A counter-example to this would be deworming, where we have pretty large short-term effects, no medium-term effects, and then large long-term effects. Again, it's this really confusing pattern that we don't understand, and I think this method would not perform particularly well there.
But as I said, it also works better the more short-term outcomes and baseline characteristics we have.
That leads to the next issue. I would like to do a further test with the deworming data. I'm waiting for it to come online; I've been promised many times it will be online soon. We're not quite there yet. But if you can nag someone, that'd be helpful.
Discussant: I'd be interested to hear a bit more about the other applications that you have in mind. What papers are already available that you could apply this to? And what would be the perfect hypothetical application for testing this method — what would that experiment look like?
David: So the other things I have in mind are deworming and a few other conditional cash transfer papers. The main problem is that these RCTs only started to be run 20 years ago in development economics. So these long-run follow-ups are happening right about now. People are trying to publish the long-term results themselves; currently, they're not willing to share the data, because they have to get their publications out. However, there are a few cash transfer papers, like that Blattman paper you mentioned, where there's potential. I’m looking into those.
From a theoretical perspective, it might be nice to stick with cash transfers to make the analysis simpler and reach stronger conclusions at least for cash transfers, even if they're not strong for other things. But I would like to explore this across many different data sets.

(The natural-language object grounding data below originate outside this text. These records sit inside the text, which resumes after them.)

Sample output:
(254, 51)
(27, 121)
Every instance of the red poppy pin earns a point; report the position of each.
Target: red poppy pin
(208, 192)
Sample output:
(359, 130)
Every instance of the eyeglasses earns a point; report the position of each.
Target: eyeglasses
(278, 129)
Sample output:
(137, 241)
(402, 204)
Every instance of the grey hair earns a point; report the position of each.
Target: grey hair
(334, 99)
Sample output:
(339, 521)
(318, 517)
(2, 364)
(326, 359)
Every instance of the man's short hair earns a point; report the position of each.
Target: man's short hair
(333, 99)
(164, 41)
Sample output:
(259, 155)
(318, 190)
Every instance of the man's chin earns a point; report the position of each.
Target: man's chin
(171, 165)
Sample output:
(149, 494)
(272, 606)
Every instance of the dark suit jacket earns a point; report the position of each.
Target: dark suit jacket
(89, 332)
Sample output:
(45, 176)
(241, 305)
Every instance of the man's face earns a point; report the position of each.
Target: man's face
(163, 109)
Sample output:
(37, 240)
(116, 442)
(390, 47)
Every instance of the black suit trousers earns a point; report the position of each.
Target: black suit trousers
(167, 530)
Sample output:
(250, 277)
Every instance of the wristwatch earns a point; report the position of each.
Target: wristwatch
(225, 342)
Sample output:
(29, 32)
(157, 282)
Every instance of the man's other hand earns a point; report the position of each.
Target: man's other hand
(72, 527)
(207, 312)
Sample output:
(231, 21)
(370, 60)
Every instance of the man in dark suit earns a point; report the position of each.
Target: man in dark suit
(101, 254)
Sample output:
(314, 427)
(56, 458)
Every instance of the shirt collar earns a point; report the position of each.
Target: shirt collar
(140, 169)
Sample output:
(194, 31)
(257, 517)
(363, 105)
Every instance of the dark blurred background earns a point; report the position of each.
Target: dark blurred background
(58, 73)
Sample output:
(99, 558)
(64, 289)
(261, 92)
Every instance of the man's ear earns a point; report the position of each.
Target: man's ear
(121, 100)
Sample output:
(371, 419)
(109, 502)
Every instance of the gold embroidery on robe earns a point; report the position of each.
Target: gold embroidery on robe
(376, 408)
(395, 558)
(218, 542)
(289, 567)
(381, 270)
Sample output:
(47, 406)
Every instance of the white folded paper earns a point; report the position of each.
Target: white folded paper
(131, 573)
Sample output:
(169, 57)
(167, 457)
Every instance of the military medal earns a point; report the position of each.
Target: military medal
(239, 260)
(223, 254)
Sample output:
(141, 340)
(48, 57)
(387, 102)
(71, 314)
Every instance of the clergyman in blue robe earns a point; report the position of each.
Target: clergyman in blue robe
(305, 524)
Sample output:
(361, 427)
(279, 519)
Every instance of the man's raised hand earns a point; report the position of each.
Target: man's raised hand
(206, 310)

[What was] your second question again?
Discussant: It was about the hypothetical best experimental method that you could test this method with.
David: Ideally, that would [involve] many waves of short-term data — from two, four, six, eight, 10 years after treatment. That would allow me to explore the effect [and answer questions like] Can I use the two-year outcomes to predict the four- or six-year outcomes? So the deworming data looks a little bit like that. I think they're on four or five rounds of data collection now. I’m just waiting for that.
Discussant: If anyone has an RCT with four or five rounds of data collection, please get in touch with David. I think we're out of time. Thank you very much.